I saw the red flags. He kept them hidden for two good months. But one slipped out a week ago. I could explain that away - we just had too much to drink. Plus, he apologized.
But I still felt THAT feeling, just like a little fluff of a dust bunny that makes it into a nice, cozy bath with you.
Two nights later he had very bad reactions to two traumatic events in life I shared with him. (Be was sharing his own, too.) That and a big boundary I discovered was disregarded.
Big talk about it all - clearly explained my issues.

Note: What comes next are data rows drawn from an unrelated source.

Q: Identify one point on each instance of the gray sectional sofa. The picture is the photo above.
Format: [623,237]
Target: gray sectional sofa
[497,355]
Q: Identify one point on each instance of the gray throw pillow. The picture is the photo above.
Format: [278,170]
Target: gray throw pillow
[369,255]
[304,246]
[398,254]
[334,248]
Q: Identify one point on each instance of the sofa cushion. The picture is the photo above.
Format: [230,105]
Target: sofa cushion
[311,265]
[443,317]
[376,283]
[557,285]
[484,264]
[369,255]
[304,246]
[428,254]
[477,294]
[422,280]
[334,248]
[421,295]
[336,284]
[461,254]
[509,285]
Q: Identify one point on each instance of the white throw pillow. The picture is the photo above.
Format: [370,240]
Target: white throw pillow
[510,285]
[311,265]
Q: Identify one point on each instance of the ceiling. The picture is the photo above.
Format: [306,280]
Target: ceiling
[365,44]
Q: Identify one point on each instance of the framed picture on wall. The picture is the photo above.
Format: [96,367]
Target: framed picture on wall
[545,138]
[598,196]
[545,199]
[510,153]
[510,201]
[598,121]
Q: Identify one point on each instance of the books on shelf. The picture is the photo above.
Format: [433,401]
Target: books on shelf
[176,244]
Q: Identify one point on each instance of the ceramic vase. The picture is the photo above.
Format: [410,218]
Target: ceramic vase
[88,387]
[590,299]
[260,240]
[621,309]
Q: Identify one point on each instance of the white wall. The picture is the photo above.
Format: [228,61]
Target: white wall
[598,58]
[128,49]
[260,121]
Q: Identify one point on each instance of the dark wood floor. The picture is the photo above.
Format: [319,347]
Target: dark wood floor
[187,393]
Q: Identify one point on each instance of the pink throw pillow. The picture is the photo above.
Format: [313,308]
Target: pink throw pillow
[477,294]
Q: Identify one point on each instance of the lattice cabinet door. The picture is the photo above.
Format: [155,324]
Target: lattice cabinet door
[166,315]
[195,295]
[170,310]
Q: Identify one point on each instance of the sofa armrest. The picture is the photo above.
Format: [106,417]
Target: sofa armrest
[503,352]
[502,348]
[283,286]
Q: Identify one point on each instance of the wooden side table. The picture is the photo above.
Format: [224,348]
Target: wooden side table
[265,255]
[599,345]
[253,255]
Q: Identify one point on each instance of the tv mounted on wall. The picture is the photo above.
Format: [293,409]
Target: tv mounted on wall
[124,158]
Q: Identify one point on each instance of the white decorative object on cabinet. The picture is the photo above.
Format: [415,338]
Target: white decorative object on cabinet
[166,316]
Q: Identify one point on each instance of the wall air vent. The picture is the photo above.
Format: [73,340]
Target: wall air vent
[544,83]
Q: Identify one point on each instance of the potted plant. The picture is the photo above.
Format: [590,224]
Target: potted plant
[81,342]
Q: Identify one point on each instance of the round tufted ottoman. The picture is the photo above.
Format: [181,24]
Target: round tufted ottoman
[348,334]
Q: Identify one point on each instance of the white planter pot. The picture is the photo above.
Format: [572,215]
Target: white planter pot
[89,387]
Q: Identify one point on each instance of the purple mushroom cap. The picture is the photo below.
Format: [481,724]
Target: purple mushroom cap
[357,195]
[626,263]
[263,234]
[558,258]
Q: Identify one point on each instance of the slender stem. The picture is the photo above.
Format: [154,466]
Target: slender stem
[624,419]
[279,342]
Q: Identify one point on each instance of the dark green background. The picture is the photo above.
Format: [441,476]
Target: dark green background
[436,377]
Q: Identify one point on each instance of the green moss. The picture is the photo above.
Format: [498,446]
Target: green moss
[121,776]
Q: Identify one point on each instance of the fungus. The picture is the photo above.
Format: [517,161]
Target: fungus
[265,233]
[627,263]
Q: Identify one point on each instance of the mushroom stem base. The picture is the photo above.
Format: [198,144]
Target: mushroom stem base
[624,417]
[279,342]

More apologies and explanations.
But this time it was like when you HAVE to get out of the bath tub for something and when you get back in you see a bunch of nasties floating, followed in on your feet, even though you cleaned the floor just before...
And then Tuesday... and he's just... crazy.
I drained the tub.
I don't even miss him? I definitely do not regret breaking up with him.
But I'm just so sad tonight. And I don't think it's right because I've been with an abuser before and he is definitely one, or well, he would've been if I'd let anything continue. So I shouldn't be sad. I should be happy I listened to my intuition. I should be happy I didn't give him any more chances, I was smart and I was strong. It didn't even last 3 months. I let the last one escalate and escalate for 3 years till he started getting physically abusive - and then still stayed for some time.
My therapist today really helped. I don't think I'd ever seen my therapist shocked before. I knew it was bad, but my therapist really made me feel good about knowing myself and seeing myself as so strong.
I just really want to skip the sad part.